# Attaching Turreted Table Legs



## jonsprague0000 (Jan 18, 2014)

I plan on building a table similar to the table in the picture built by Rob Millard, but am having trouble determining how the legs are attached to the table. Does anyone have any insight into how the legs are cut and attached?

My thought is to cut an inset segment out of the leg so that the table body's edges sit on the leg's inset ledge. I've included an image of how I think the design would be. If this is the route then is the cut out done before or after the turning is done?
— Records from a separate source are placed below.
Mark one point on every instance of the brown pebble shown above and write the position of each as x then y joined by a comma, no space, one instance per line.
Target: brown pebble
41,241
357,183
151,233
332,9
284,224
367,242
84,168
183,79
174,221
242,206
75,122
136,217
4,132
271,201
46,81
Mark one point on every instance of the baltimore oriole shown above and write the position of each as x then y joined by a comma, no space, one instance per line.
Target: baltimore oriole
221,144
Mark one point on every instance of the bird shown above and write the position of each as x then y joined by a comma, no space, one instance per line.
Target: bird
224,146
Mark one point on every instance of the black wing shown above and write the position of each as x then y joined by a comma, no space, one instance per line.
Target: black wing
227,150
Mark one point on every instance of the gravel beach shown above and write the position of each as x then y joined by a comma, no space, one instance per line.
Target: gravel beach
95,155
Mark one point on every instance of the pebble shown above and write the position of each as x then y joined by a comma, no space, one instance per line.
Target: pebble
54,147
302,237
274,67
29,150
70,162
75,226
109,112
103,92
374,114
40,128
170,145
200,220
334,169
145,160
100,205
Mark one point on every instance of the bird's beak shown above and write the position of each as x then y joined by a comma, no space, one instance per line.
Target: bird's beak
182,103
I would think this would be cause the lathe tools to easily catch.

I don't think that there are mortise and tenons join the leg and table aprons, but I may be wrong.


----------



## jonsprague0000 (Jan 18, 2014)

Does anyone have any suggestions?


----------



## DirtyMike (Dec 6, 2015)

bump for curiosity


----------



## UncannyValleyWoods (Apr 18, 2013)

Look, I'm just spit balling here so come go with me…

I hear what you're saying about cutting the relief, but when you look that original, I would wager that this likely is not the method they used, simply because they would have to cut so much out based on the height of the drawers… The drawers, starting below the table top are likely close to 7 or 8 inches tall..

If you look at this photo, notice the back leg. You can't see it very well, but from the look of it, it does not appear that the drawer box is actually set IN to the leg…










My guess is that these legs are 100% mortise and tenoned in. Each of the drawer box faces likely have two or three tenons that connect with each leg, giving each leg a total of either four or six mortises on two faces. It's deceptive because the front of each leg is carved round, so it's harder to notice that it's all M&T'd compared to a table with squared legs like this one below:










I hope all that makes sense… Like I said, I'm just guessing, but my best guess is that it's mortise and tenoned. I don't think the method you mentioned above would yield the necessary structural integrity AND it would make it almost impossible to square everything up properly.


----------